Benchmark using the Assemblathon1 and GAGE datasets showed that SOAPdenovo2 greatly surpasses its predecessor SOAPdenovo and is competitive to other assemblers on both assembly length and accuracy. We also provide an updated assembly version of the 2008 Asian (YH) genome using SOAPdenovo2. Here, the contig and scaffold N50 of the YH genome were ~20.9 kbp and ~22 Mbp, respectively, which is 3-fold and 50-fold longer than the first published version. The genome coverage increased from 81.16% to 93.91%, and memory consumption was ~2/3 lower during the point of largest memory consumption.

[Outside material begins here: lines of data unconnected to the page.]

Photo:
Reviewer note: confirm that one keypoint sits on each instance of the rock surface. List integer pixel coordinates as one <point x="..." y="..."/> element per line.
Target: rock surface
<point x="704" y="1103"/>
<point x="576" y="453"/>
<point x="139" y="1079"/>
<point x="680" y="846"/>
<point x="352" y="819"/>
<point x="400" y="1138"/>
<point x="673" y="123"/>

使用新一代测序(NGS)短读长进行从头基因组组装的数量正在迅速增加;然而,要实现高效和准确,仍有几个大的挑战需要克服。SOAPdenovo 已成功应用于组装许多已发表的基因组,但在连续性、准确性和覆盖率方面仍需要改进,尤其是在重复区域。
为了克服这些挑战,我们开发了它的后继者 SOAPdenovo2,它具有新算法设计的优势,可以减少图构建中的内存消耗,解决更多重复区域的组装,增加支架构建的覆盖度和长度,提高缺口闭合,以及优化大基因组。

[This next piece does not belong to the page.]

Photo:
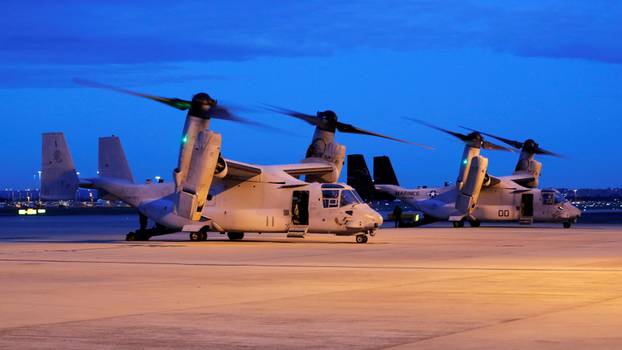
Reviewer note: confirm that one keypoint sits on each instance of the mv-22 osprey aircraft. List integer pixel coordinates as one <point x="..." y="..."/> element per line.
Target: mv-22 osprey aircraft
<point x="211" y="193"/>
<point x="477" y="196"/>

使用 Assemblathon1 和 GAGE 数据集进行基准测试表明,SOAPdenovo2 大大超过了其前身 SOAPdenovo,并在组装长度和准确性方面与其他组装器具有竞争力。我们还使用 SOAPdenovo2 提供了 2008 年亚洲(YH)基因组的更新组装版本。在这里,YH 基因组的 contig 和支架 N50 分别约为 20.9 kbp 和 22 Mbp,分别是第一个公布版本的 3 倍和 50 倍。基因组覆盖率从 81.16%增加到 93.91%,最大内存消耗点的内存消耗降低了约 2/3。